A picture of my circuit is attached.

Please advise,
Thanks,
Matt

 

The problem is that the resistance on the source terminal causes Vgs to drop to the threshold of the MOSFET.

Then your MOSFET dissipates a lot of power.

If you want to limit current, then put the resistor between +V and the load. Use the MOSFET to sink current from the load. If you want to know what kind of current the load is drawing, use a small resistor (0.1 Ohms to 0.5 Ohms) between the drain terminal of the MOSFET and ground.

 

Damn. I completely understand. I read the source and it's +3V, and my gate is at +5V, then my Vgs is +2V, not +5V...

I'm not sure what you mean by limit current... I need each MOSFET to source 1A to the resistor.
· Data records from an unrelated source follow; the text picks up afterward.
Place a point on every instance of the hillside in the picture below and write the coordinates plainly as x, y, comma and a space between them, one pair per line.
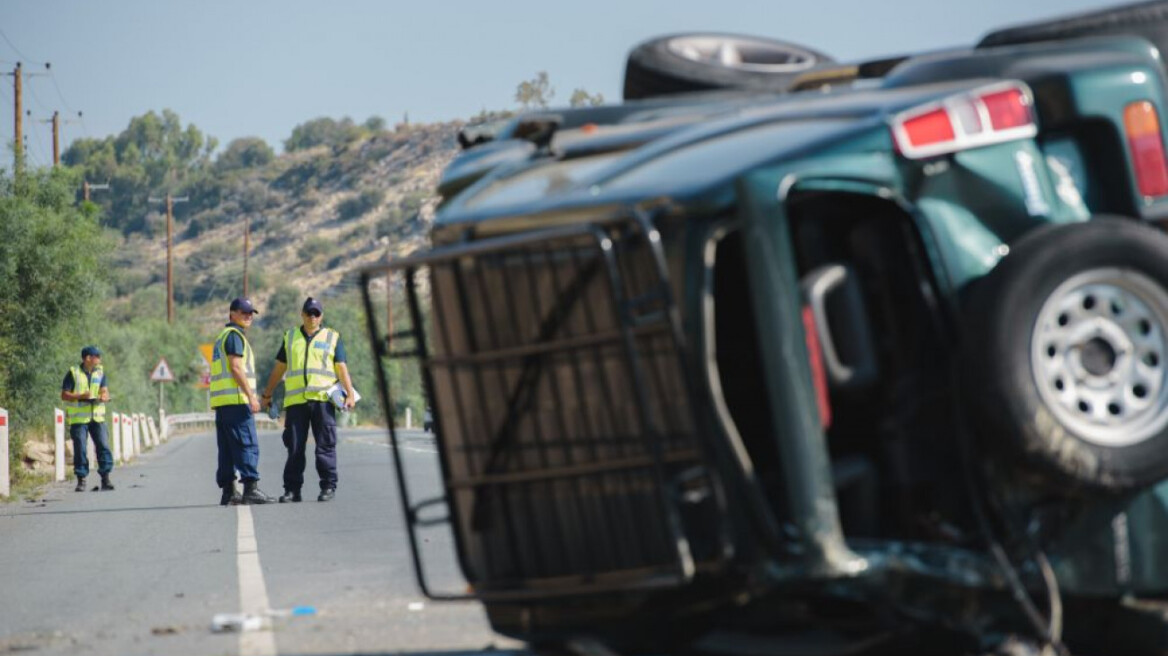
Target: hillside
315, 215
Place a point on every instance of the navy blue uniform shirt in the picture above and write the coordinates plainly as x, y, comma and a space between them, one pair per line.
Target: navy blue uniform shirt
67, 384
338, 357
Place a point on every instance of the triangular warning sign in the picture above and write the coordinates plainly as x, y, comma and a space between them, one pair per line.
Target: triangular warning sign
161, 372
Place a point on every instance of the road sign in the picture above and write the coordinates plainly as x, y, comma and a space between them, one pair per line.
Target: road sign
161, 372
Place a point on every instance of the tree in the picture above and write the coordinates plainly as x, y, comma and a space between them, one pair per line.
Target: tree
582, 98
535, 92
247, 152
322, 132
153, 155
53, 277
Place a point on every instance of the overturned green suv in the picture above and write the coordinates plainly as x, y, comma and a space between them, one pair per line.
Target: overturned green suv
790, 356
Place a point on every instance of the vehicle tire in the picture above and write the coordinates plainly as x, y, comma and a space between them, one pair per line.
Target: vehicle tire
1066, 355
697, 62
1148, 20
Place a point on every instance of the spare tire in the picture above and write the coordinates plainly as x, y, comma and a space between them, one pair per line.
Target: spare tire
1148, 20
1066, 357
704, 61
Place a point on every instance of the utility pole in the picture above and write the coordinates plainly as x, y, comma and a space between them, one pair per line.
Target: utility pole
85, 188
19, 145
56, 135
169, 250
247, 248
18, 86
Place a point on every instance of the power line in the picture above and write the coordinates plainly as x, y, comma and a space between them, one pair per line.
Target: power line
32, 90
60, 95
11, 46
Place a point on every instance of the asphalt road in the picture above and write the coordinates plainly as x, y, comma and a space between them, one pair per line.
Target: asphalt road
145, 569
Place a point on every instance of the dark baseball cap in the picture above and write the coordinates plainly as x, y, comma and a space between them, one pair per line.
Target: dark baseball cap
243, 305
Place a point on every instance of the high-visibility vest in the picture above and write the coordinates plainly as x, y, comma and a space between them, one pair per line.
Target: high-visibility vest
310, 365
85, 411
224, 390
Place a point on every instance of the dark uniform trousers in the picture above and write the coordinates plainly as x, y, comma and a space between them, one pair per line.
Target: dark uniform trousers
321, 417
96, 430
238, 447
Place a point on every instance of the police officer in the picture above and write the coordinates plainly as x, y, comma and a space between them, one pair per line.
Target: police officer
235, 403
85, 392
311, 361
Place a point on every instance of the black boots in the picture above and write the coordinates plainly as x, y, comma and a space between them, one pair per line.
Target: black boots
254, 495
230, 495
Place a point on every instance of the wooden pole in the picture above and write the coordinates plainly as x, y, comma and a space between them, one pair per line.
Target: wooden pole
169, 258
19, 134
247, 246
56, 139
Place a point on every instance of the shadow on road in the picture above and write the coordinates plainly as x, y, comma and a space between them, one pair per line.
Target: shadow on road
97, 510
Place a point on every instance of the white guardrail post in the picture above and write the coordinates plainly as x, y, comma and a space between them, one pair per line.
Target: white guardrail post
58, 444
116, 437
153, 437
127, 439
91, 451
5, 484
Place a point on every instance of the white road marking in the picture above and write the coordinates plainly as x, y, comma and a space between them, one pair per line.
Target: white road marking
252, 591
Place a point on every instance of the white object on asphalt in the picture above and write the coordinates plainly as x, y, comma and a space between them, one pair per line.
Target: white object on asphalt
237, 622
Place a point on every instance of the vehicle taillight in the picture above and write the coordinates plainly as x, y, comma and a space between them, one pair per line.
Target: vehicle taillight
818, 374
991, 114
933, 127
1144, 139
1007, 109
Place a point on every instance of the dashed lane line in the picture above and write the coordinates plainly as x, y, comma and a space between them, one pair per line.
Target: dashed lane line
252, 591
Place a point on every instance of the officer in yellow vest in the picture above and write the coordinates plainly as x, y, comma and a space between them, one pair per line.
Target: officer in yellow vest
85, 393
311, 361
235, 404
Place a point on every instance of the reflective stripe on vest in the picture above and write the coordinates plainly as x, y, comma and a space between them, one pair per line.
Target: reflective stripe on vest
310, 365
224, 390
85, 411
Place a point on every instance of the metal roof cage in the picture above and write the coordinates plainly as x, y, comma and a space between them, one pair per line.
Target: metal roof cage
570, 455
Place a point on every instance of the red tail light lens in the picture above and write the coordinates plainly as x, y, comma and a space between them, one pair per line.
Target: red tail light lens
1146, 144
818, 374
930, 128
991, 114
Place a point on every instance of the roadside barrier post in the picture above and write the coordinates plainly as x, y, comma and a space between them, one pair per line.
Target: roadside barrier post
127, 439
116, 438
58, 442
91, 449
5, 484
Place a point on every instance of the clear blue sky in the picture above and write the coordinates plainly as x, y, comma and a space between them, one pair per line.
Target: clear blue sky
257, 68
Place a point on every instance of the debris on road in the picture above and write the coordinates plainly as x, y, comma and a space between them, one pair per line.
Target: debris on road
171, 629
237, 622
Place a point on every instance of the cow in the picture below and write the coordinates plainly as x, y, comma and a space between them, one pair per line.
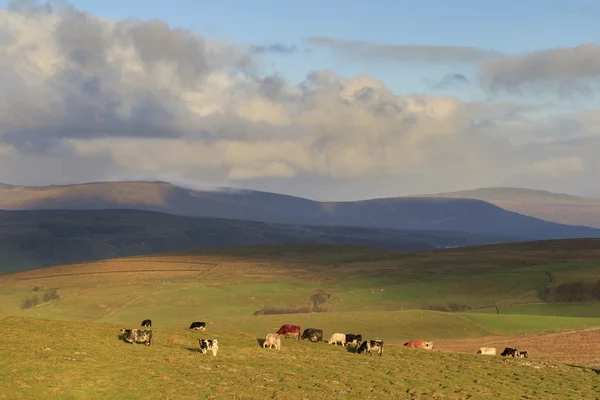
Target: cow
420, 344
289, 329
487, 351
272, 339
356, 340
369, 345
209, 344
337, 338
198, 326
523, 354
510, 351
137, 335
312, 334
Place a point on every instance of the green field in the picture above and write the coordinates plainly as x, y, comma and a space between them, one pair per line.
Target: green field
380, 294
79, 360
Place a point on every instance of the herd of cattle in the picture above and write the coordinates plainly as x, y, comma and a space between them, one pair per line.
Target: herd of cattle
312, 334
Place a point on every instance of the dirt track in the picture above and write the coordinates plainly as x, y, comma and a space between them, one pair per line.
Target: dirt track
581, 347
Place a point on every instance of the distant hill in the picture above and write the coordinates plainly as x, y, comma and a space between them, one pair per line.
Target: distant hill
414, 213
30, 239
554, 207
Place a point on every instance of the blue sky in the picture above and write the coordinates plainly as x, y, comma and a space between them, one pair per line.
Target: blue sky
82, 100
511, 27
It will be controlled by PWM. The final design will have +24V power supply, and 8 ohm resistors, so 1 amp should be feasible.
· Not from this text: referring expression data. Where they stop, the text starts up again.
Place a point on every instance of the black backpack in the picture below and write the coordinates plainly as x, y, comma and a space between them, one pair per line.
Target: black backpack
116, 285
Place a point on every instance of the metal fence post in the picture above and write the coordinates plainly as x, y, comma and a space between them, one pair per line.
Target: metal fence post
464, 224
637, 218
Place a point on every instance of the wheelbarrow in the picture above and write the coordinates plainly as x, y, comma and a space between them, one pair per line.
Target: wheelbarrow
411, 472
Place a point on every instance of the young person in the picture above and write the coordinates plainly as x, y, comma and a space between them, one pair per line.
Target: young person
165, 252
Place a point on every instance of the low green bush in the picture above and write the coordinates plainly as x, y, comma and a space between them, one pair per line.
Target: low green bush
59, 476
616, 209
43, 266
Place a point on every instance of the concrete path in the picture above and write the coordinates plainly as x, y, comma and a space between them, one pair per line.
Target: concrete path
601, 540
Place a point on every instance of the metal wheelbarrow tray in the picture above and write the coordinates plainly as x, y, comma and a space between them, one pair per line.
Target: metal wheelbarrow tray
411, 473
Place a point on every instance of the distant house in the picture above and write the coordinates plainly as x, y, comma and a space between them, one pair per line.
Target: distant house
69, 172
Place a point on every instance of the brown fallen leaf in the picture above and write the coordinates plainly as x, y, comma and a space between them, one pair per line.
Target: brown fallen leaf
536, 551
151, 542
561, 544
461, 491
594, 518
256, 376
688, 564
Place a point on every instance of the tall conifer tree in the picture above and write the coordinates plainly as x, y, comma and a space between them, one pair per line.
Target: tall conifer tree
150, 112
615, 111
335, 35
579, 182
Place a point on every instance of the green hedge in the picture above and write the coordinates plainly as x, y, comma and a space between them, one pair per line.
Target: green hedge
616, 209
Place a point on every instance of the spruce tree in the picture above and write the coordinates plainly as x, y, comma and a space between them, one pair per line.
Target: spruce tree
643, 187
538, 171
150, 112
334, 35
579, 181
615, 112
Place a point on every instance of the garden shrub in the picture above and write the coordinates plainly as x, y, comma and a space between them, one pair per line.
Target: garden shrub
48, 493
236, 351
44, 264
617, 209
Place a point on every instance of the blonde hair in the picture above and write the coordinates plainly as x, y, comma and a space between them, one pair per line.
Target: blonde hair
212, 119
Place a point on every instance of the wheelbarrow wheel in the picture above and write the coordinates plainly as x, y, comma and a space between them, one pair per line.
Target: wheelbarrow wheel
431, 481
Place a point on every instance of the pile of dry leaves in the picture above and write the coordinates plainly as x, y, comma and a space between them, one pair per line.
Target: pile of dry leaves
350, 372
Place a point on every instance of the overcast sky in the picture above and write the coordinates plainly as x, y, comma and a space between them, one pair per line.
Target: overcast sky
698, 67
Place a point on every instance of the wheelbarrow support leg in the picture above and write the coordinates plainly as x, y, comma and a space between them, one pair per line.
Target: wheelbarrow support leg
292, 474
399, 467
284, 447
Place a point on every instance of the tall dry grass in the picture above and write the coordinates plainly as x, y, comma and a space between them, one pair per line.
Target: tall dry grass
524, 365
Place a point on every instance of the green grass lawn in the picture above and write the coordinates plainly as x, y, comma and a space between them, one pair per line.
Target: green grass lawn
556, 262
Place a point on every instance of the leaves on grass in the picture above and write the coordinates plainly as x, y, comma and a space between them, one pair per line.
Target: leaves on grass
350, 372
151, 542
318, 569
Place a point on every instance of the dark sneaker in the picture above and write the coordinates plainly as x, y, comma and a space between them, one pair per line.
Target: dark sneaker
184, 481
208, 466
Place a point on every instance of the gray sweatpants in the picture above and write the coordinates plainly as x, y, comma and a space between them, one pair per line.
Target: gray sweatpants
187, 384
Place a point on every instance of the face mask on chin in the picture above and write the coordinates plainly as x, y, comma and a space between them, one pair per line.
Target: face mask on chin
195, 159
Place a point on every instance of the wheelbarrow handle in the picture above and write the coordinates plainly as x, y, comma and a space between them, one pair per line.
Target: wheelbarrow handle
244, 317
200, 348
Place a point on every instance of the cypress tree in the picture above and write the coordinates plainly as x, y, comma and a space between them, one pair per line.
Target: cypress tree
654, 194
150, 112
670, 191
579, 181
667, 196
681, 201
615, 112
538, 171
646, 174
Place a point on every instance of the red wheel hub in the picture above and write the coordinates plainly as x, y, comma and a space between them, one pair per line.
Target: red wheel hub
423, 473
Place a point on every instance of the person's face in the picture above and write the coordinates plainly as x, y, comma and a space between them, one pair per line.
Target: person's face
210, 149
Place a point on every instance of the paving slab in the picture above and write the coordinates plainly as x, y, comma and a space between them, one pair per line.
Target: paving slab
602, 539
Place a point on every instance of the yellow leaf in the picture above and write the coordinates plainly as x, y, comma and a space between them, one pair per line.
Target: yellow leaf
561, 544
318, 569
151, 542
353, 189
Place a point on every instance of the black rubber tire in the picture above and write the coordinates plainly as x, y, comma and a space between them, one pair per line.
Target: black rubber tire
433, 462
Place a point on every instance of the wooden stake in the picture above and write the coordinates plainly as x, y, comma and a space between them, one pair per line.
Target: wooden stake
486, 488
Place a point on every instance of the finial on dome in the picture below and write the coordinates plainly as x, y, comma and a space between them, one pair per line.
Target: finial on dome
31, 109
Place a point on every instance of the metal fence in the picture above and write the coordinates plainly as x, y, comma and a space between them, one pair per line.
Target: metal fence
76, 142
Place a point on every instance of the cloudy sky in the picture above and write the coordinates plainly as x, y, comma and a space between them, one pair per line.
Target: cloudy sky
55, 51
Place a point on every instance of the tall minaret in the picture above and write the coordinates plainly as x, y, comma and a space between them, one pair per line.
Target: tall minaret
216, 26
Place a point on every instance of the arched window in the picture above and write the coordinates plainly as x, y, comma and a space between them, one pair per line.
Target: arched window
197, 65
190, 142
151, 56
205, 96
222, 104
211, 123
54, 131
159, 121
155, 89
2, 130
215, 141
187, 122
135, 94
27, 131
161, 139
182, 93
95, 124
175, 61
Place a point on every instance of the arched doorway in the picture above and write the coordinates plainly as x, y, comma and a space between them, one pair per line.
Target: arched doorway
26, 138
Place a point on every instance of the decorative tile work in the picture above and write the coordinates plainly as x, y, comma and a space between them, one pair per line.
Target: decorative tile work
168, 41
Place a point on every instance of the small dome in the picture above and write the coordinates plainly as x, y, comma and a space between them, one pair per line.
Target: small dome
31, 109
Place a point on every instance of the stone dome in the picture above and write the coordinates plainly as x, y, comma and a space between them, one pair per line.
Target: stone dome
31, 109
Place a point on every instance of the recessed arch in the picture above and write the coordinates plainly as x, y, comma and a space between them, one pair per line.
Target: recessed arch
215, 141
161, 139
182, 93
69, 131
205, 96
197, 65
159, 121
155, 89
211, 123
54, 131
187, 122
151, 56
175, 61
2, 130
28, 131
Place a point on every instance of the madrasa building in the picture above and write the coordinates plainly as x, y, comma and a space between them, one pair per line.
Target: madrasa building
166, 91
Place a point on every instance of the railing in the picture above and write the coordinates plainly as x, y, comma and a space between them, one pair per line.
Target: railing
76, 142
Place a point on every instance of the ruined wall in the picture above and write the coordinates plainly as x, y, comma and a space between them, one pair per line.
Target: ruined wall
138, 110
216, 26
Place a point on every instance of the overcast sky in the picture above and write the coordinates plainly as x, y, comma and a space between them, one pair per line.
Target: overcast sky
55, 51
So I should have, as far as drain and source go, this order:

[V+] -> [Load] -> [MOSFET Drain] -> [MOSFET] -> [MOSFET Source] -> [GND], that way Vgs is always referenced to GND, not the voltage over a resistor.

So the only way to fix my circuit, I believe, is to glue my MOSFETS upside down, then solder wires from it to the PCB...

There will be another iteration eventually.

Matt

 

Forgot to ask you, SgtWookie, know of any better ways to fix this mistake?

Matt

 

If for some reason you want the resistor to be between the source and GND, then you will need a MOSFET gate driver IC to drive the MOSFET.

 

You can't turn those MOSFETs upside-down; they are N-channel and have a body diode.

Since you have your load on the source terminal, you need a high-side driver that will reference your gate voltage to the source voltage instead of gate to board ground.

If you went to a P-channel MOSFET, you would then need a driver circuit that can reach your 24v V+ to turn the gate off, and from 24v-5v to 24v-10v to turn it on.

Without seeing your schematic and board layout, it's hard to say where you could splice in such fixes.

 

I think he means to attach the FETs to the PCB 'dead bug' style, so he can get around the PCB trace that hard-wires the positive supply to the drain.

It's then possible to add link wires to configure the FETs with grounded source and load in the drain circuit.

 

No, he can't "dead bug" them. The source and drain traces provide the only cooling that the MOSFET gets. Trying to dead bug them will result in little blobs of burnt plastic.

Might be able to make daughterboards for the MOSFETs and high-side driver IC's, but it would add a lot of extra fooling around and extra connections to make. The best way to go is to just re-design the board with the proper high-side drivers.

 

I agree with the re-design. but, the daughter board approach will be helpful.

You can add pins to your existing traces, and route them to the daughter board. This is an easy way to provide access to the fets, and thermally isolate them from any other sensitive components.

 

For testing you may be able to take a TO-220 and solder the pins to the
existing pads. You could add a heatsink if necessary.

I am not sure how much power you are dissipating statically or switching
but there does not seem to be a lot of copper under the FETs. For SMD power
devices the cooling comes from the surface area of the drain pad. There is a
fair amount of area required which varies with the copper thickness.
For the device you are using the Rja is 50degC/W (max) for 1in^2 of
copper.

(* jcl *)